I'm sitting here in my hotel room in Jacksonville, FL getting ready to jump on a plane to head home to Burbank after a long 17 days on the road. We just started filming our new season of #GinormousFood, and though I had a blast and love doing it, these long road trips always tend to get a little exhausting for everyone.
The best way I can explain filming a show like ours is that it's just like a vacation or summer camp: You look forward to it all year, and love every minute of it, and at the end you're ready to go home. The minute you get home, you immediately miss all of your friends and the fun things you got to do. Real life settles back in, and you start to plan your next trip, summer camp experience, or in this case, our next shoot that begins in two weeks.
When actors and entertainers win awards, you'll often hear them exclaim about how great their team is, or how great everyone that worked on the project is, and if you're like me you'll often roll your eyes. You know all workplaces have drama, conflict, and things that just plain suck, and you'll be damned if you let the Hollywood elite tell you otherwise. Now that we've put 11 episodes behind us in the filming process, I feel like I get the sentiment.
Working on TV or film is a different beast. It's not the glamour of late night TV interviews and red carpets that many think - this thing is like construction, project management, a travel agency, and theatre all in one. Our crew is 8 people at any given time - 3 technical (2 cameras, and 1 sound), 3 creative (director, myself, and culinary producer), an Associate Producer (the person that literally plans and executes EVERYTHING associated with filming), and a Production Assistant (person that literally helps with all of the above and everything else). This doesn't even include all of the creative people back at the office that build our stories, edit our episodes, color correct, etc. The list goes on forever.
I think back to a little over a year ago, when I got a random email from a production company that wanted to speak to me about hosting a show. I didn't know what to think at first. My first instinct was that someone was trolling me, and there was no show and no production company. 18 months later, with a lot of people that believe in me, and a TON of hard work from those people, we're in our 2nd run of a blast of a TV show with amazing people.
When you're on the road, and you're all doing a job that you know can end at any minute, there's a bond that forms that's hard to explain. It's like you're all on a rollercoaster that you know might be your last, and the mortality around that experiences pushes you closer to your companions. You care more about their families than anyone else you've worked with. You hug them tighter, you listen to them more intently. When they have a bad day, you have a bad day, and when they are happy, you are happy. It's the inevitable trauma that we all know will come some day that builds that love. It really helps put things in perspective. In the colosseum of TV, even the greatest of shows and champions will die at some point, like real death; it's imminent and unavoidable.

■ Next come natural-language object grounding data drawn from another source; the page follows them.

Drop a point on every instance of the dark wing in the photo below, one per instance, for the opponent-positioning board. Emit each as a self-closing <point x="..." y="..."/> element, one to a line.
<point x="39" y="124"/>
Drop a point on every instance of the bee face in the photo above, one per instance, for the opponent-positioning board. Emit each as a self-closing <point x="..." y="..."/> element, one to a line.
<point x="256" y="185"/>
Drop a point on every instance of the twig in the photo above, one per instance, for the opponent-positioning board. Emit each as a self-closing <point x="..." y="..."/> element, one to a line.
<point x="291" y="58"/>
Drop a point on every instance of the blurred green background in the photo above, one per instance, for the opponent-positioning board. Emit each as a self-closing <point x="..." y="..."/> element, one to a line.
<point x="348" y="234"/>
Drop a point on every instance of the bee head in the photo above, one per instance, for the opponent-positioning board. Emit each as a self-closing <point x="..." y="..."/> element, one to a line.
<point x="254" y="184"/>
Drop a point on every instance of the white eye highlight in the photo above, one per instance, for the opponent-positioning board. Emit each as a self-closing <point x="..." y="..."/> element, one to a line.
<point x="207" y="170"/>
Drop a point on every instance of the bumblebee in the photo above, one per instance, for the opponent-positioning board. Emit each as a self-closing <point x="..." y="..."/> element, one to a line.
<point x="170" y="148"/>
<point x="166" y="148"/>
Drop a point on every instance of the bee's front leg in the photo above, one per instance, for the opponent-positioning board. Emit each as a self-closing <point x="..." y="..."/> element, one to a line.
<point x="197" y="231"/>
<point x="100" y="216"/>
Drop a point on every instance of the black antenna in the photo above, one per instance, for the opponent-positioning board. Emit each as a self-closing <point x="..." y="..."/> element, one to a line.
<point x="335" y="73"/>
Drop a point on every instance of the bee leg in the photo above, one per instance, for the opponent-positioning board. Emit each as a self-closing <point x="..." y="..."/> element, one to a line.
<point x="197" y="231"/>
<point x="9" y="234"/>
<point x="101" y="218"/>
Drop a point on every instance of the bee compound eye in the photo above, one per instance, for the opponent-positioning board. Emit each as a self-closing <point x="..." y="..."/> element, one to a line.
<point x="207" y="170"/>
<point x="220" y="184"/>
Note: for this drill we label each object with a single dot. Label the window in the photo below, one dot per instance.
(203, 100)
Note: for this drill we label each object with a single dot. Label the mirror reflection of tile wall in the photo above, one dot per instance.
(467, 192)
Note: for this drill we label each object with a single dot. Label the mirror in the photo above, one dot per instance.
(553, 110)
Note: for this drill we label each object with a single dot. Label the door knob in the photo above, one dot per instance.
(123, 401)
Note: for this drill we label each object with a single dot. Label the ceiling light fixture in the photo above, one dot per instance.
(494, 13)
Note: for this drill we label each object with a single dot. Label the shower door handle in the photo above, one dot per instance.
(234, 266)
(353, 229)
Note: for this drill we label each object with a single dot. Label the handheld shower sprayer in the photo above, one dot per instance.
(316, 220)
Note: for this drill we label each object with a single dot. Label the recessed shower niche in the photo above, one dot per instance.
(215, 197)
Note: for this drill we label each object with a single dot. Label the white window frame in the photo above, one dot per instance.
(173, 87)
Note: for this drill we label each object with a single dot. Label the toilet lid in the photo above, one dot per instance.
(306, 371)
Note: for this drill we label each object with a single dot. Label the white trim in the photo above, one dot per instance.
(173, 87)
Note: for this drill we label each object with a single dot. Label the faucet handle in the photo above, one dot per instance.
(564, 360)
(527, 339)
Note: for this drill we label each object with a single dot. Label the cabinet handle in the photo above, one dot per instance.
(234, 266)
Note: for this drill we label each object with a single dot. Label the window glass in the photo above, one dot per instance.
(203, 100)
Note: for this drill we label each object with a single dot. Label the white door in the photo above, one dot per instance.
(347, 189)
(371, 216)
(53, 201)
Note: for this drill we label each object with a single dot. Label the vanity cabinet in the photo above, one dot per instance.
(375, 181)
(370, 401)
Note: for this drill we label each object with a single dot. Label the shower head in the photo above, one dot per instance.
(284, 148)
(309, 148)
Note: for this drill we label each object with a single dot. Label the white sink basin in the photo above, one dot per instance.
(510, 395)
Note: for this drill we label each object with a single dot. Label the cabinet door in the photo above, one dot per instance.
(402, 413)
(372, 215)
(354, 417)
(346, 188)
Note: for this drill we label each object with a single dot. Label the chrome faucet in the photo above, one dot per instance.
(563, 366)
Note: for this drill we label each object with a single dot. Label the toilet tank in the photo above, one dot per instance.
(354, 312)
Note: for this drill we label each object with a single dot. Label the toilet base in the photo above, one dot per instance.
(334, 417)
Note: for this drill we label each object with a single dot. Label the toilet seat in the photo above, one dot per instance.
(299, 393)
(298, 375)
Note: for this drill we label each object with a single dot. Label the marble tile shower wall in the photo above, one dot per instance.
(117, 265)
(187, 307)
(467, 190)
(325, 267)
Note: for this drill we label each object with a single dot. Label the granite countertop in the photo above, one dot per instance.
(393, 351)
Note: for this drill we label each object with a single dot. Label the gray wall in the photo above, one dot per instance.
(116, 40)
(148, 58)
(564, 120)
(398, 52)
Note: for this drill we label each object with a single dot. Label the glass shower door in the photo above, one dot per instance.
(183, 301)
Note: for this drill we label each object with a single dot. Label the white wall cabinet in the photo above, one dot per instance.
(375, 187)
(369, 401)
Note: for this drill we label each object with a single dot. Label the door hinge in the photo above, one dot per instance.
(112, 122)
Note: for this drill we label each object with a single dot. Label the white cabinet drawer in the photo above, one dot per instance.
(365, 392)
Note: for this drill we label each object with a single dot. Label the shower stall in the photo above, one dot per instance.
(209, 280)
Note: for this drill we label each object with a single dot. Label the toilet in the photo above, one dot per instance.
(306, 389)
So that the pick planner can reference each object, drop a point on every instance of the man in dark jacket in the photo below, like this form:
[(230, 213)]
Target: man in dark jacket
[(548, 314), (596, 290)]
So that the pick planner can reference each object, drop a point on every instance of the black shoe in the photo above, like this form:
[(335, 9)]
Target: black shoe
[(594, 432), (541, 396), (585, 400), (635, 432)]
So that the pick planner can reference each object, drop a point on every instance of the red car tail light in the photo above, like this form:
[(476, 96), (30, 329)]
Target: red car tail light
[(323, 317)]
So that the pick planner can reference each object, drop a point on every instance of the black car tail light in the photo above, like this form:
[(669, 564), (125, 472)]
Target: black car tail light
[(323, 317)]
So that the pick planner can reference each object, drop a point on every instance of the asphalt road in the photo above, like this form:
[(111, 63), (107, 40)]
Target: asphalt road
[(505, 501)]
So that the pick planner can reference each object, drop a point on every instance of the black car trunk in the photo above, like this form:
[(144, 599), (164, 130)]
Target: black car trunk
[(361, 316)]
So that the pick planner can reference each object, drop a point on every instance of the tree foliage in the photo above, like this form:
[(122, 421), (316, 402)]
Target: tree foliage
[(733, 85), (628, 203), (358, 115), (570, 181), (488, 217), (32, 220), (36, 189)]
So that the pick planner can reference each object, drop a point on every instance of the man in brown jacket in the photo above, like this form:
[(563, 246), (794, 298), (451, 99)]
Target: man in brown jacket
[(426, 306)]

It's not all doom and gloom though, so I want to be clear. There's a freedom with that understanding that allows us to create, and be free, and behave like fools and children, and play pranks, and try to do something different every day. I'm incredibly grateful for this experience, and I couldn't be working with better people.
(If you're still reading this, thanks! I know this is a long one, but it's been a while, so strap in)
This opportunity for me didn't come out of "making the right friends" or "rubbing elbows" with the right people. I honestly detest that shit. I try to live as genuinely as possible, and with the best of intentions. I wasn't born into a connected family. When I moved to LA as a comedian, no one "took me under their wing." I just decided at one point that I was going to do this, and I did. And I got very, very lucky.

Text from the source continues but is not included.